A traditional view of branding
When I say that branding isn’t about visual identity or logos many people will be shocked. I’m not saying that these things are not important, but what I am saying is that they are an increasingly small part of a much more complicated picture. Your logo and the visual aspects of your website design will certainly impact on a consumer’s perceptions of your organization, and they mustn’t be overlooked, but the reality is that we now experience things in our connected world in a much more complicated way than before.
The number of different online touchpoints (points at which we are interacting with a topic, product or organization, either directly via something such as a website or app, or indirectly via a search engine results page or a social media discussion) we make before making a purchase is increasing. We are seeking more sources of information and are assigning trust differently. Gone are the days when marketing consisted of putting your product into the hand of a celebrity in a shiny 30-second TV commercial and thinking your efforts were complete.

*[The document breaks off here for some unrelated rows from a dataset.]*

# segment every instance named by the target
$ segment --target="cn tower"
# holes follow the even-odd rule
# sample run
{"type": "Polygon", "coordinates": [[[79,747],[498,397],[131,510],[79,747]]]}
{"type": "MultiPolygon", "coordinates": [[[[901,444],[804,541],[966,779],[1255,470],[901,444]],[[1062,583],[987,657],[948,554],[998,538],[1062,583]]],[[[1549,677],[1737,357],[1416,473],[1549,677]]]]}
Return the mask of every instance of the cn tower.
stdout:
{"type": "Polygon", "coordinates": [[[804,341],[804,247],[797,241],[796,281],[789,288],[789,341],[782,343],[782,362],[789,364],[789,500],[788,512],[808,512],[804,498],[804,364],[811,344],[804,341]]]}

How digital has changed branding
If you could only get a feel for someone’s personality by them telling you things about themselves, we may end up with a very shallow understanding of them. We may also have difficulty believing in the personality that has been constructed – and we may start to question the motivations behind what they are telling us about themselves. That is exactly the situation of commercial branding that uses broadcast channels such as TV. A personality is sculpted and then we are told what the personality is. We don’t get to discuss, engage with, or really understand the true personality.
Digital media now means, however, that the conversation is no longer one way. I can challenge, ask questions and develop a truer picture of the brand. I can see through a sculpted brand and start to see it for what it truly is. This can be a scary thing for many traditional brands. It can also be a huge opportunity.
If branding is essentially the personality of something, digital media gives us the ability and opportunity to understand the true personality of something. We can then use that understanding to help guide us in our decision-making processes.
This is a great opportunity from a customer point of view. For example, it means that instead of being put on hold for an hour when phoning a call centre and having little choice but to tolerate it, I can now go straight to one of many social media channels and make my frustrations very clear and very visible. I now have a global soapbox with access to all of the other potential customers out there, and I can impact a global organization’s brand in a way that was not possible before (or, at least, was incredibly difficult). That highly visible complaint then becomes part of other people’s brand perception (fairly or not) and suddenly the years of building a brand can be tumbled very quickly. This is a very much changed environment for businesses to operate in – if they ignore this change then it can lead to problems.
Changing our definition of branding
Our brands are no longer what we say they are, but a combination of everything we do, and what everyone else says about us. This gives a great opportunity and poses many challenges. Only those that understand what branding really is will succeed in the long term.